Beyond Next-Token Prediction: Autoregressive LMs (arxiv.org)

🤖 AI Summary
A new paper systematically compares autoregressive language models (ARMs) and diffusion language models (DLMs), using theoretical analysis and profiling to quantify where each approach wins and loses. ARMs—the dominant next-token prediction paradigm—suffer from low arithmetic intensity because of strict sequential conditioning, limiting hardware utilization for single long sequences. DLMs, which generate tokens in parallel, show higher arithmetic intensity and better per-token compute utilization, but they struggle to scale to long contexts and incur latency from many sampling steps. The authors benchmark trade-offs across context length, batch size, and decoding strategies to paint a clear performance landscape. Key technical takeaways: block-wise decoding for DLMs can recover scalability to long contexts while maintaining improved arithmetic intensity, offering a hybrid that approaches ARM-like context scaling with better compute utilization. For batched inference, ARMs still deliver superior throughput by exploiting parallelism across multiple sequences in a batch.
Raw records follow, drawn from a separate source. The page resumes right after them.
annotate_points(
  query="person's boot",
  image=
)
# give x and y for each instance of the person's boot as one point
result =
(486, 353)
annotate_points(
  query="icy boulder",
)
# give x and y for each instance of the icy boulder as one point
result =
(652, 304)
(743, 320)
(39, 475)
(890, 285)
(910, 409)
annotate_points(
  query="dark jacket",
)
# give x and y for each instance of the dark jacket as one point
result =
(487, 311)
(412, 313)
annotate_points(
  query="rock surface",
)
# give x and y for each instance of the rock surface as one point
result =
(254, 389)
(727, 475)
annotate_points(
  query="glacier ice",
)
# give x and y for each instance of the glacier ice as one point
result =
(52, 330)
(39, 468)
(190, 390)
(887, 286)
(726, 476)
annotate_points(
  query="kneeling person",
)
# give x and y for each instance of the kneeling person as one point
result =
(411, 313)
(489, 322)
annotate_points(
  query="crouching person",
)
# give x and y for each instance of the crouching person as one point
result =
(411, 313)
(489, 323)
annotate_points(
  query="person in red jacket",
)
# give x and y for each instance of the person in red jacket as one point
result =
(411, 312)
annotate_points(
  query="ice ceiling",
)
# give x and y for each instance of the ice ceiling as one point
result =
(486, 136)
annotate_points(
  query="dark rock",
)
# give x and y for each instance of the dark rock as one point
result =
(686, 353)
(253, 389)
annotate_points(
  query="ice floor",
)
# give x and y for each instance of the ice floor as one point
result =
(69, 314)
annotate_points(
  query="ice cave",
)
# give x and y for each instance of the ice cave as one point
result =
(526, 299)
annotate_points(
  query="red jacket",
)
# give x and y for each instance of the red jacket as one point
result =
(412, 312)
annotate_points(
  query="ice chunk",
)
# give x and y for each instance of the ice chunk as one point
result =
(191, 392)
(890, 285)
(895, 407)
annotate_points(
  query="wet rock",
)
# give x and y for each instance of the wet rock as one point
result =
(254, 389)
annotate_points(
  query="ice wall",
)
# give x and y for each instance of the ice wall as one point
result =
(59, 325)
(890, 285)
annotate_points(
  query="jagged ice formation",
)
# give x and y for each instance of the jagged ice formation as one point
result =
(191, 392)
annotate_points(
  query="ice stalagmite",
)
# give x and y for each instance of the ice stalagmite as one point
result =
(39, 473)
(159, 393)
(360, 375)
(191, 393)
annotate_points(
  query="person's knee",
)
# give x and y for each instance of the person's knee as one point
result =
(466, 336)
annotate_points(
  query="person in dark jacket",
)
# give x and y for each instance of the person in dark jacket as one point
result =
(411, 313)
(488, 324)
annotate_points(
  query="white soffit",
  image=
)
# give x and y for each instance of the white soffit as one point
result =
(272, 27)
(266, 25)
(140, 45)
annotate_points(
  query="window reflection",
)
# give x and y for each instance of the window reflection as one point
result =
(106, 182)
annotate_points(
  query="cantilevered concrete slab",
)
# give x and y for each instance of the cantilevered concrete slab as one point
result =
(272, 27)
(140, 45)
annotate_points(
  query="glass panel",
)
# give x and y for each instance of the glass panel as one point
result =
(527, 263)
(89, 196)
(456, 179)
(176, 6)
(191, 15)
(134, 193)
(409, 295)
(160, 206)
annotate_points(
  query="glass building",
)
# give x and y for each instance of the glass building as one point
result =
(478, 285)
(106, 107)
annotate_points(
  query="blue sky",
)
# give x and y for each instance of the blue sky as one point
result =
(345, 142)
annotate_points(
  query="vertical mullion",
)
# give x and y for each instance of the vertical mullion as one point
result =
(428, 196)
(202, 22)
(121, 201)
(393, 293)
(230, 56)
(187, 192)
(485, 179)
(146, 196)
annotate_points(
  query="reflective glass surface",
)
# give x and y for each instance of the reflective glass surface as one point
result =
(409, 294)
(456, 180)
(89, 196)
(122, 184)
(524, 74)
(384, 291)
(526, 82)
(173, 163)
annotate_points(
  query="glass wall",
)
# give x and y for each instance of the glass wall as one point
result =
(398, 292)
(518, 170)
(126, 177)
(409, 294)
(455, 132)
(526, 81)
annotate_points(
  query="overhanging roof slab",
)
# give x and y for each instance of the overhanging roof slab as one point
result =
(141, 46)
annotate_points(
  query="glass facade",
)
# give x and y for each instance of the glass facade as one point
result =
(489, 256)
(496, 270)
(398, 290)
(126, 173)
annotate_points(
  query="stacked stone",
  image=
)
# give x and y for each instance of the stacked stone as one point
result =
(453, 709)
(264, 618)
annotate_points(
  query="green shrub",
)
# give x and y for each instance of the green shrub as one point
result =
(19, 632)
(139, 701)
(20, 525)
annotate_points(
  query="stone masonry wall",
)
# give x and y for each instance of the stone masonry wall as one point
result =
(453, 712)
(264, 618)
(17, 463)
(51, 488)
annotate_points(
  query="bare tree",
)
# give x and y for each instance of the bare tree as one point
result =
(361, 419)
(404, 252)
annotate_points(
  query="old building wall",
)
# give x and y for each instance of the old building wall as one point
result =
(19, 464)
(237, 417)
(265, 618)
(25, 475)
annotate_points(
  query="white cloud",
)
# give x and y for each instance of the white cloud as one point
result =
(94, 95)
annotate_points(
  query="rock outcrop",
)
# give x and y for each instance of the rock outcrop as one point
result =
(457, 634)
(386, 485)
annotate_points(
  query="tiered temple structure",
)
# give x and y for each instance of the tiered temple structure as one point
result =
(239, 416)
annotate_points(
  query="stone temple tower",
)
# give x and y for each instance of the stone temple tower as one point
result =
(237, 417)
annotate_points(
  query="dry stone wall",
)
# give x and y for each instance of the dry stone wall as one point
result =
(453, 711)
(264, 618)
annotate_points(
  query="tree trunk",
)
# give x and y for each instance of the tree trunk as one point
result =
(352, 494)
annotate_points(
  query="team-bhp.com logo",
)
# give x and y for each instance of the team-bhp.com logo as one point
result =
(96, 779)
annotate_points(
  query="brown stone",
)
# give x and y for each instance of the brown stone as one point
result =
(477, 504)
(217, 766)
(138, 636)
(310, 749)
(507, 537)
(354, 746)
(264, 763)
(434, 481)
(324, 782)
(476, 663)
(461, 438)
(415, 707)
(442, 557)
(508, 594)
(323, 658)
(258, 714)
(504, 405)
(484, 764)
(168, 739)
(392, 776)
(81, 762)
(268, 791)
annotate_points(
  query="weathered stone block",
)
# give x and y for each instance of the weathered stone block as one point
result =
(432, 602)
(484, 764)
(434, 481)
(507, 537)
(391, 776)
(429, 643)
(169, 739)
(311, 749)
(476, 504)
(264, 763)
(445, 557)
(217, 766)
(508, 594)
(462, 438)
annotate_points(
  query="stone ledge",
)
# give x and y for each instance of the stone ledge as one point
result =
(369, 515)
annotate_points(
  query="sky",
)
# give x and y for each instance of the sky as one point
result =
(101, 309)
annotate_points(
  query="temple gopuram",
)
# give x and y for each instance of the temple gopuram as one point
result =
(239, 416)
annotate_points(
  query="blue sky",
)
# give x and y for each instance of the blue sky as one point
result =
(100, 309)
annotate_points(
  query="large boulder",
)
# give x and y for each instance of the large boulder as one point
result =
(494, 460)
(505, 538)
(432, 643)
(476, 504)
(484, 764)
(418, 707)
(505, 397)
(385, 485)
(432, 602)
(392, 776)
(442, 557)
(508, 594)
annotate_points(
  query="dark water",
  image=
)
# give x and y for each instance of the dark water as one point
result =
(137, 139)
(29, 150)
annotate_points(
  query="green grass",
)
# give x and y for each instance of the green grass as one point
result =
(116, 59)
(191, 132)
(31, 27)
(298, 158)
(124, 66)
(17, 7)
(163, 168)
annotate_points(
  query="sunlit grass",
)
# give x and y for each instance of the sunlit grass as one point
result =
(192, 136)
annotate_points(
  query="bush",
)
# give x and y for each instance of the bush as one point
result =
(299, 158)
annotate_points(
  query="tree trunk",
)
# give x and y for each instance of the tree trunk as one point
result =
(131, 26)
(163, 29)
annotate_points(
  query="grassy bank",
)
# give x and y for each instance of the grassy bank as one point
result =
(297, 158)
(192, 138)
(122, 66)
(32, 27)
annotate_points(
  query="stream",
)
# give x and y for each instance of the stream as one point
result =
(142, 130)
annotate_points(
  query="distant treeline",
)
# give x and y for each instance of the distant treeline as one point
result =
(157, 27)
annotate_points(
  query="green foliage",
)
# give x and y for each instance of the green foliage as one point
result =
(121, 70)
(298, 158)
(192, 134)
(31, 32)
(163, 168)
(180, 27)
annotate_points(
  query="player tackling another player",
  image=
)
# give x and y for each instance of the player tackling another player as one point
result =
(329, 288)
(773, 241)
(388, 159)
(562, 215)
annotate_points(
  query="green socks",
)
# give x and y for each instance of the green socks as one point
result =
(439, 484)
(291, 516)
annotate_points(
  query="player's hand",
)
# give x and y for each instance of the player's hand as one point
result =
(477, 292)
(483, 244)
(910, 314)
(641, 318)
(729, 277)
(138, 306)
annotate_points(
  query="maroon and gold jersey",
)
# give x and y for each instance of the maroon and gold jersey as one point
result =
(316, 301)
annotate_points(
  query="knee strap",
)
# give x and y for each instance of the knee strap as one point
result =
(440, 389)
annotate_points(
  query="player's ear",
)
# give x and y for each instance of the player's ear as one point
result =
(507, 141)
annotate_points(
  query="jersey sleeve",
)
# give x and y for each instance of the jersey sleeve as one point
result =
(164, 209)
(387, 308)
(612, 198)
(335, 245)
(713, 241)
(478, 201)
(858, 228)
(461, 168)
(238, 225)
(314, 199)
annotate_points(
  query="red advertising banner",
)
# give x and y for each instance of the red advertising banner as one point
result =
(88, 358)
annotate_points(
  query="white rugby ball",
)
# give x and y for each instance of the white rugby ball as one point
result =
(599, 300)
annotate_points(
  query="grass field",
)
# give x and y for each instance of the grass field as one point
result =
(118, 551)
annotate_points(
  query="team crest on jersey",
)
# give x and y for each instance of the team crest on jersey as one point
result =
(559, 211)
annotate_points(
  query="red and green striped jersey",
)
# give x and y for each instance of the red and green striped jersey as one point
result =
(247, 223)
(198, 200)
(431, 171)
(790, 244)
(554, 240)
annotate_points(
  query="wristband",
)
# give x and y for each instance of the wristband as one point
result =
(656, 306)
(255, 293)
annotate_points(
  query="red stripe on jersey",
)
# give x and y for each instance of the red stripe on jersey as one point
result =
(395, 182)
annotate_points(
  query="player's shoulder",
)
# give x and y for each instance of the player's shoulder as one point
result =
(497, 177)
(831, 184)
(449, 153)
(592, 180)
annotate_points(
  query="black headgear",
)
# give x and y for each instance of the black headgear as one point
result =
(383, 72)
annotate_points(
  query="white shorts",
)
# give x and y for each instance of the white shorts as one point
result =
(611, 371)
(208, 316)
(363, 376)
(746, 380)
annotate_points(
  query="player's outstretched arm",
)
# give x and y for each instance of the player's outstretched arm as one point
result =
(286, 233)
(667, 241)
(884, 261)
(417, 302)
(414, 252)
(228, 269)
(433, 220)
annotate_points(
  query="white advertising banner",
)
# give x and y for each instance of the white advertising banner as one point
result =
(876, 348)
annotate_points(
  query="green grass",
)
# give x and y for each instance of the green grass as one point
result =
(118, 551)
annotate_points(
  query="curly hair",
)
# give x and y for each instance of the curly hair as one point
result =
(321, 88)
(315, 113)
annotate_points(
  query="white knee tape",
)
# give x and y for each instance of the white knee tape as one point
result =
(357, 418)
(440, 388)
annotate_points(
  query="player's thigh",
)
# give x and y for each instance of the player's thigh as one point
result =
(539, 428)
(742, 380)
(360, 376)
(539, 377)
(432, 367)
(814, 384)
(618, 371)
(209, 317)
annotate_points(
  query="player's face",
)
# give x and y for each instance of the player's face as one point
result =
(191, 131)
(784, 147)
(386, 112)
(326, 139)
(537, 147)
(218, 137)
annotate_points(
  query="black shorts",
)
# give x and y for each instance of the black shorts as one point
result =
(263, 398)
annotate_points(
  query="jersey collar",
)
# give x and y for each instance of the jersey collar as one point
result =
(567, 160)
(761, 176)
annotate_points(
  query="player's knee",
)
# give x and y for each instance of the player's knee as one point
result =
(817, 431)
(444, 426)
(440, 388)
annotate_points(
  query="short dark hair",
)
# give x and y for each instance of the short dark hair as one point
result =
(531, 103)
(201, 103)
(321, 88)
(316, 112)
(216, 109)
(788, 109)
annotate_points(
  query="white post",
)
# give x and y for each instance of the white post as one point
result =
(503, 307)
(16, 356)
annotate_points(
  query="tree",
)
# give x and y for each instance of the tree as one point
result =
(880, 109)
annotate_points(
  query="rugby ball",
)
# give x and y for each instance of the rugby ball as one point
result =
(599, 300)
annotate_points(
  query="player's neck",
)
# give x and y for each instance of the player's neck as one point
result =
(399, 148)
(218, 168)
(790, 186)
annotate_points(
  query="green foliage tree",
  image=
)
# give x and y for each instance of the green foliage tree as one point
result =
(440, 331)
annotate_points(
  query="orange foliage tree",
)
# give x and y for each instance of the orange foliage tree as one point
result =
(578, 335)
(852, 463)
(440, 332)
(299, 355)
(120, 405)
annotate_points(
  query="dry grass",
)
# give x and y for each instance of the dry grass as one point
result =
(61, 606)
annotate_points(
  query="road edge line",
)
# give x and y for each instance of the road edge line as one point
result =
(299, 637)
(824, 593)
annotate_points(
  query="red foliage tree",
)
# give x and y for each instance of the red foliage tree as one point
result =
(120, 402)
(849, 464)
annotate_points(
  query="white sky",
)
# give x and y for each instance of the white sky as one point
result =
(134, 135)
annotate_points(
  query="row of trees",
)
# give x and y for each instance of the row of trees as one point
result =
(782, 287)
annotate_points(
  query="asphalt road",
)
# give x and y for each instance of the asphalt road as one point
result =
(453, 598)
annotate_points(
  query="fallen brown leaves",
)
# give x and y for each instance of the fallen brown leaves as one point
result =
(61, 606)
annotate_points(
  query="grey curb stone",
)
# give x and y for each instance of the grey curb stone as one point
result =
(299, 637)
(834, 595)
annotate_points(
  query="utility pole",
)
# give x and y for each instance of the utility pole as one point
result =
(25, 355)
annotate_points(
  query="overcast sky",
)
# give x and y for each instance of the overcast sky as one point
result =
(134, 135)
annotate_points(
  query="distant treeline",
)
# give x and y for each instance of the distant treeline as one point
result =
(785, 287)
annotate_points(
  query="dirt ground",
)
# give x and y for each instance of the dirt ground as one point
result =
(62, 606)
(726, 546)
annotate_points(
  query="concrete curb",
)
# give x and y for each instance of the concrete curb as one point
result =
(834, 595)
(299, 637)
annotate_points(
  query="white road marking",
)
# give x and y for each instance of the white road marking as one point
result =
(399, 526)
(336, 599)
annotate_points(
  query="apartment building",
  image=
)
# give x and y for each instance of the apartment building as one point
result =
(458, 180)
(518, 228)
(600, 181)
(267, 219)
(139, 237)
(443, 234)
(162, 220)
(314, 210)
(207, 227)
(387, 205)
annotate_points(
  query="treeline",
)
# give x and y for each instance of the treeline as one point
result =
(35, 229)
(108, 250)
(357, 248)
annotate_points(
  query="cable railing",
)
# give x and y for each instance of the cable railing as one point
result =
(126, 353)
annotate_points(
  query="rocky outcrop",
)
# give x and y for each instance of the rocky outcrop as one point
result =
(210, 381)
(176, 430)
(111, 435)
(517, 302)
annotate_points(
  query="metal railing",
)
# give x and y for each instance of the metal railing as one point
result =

The paper highlights concrete engineering levers—reducing DLM sampling steps, optimizing block decoding, and targeting hardware-aware kernels—to make DLMs competitive in latency-sensitive, open-source deployments. These results guide model and systems design choices (hybrid decoding, workload batching, and sampler improvements) for researchers and practitioners seeking better trade-offs between throughput, latency, and context scaling.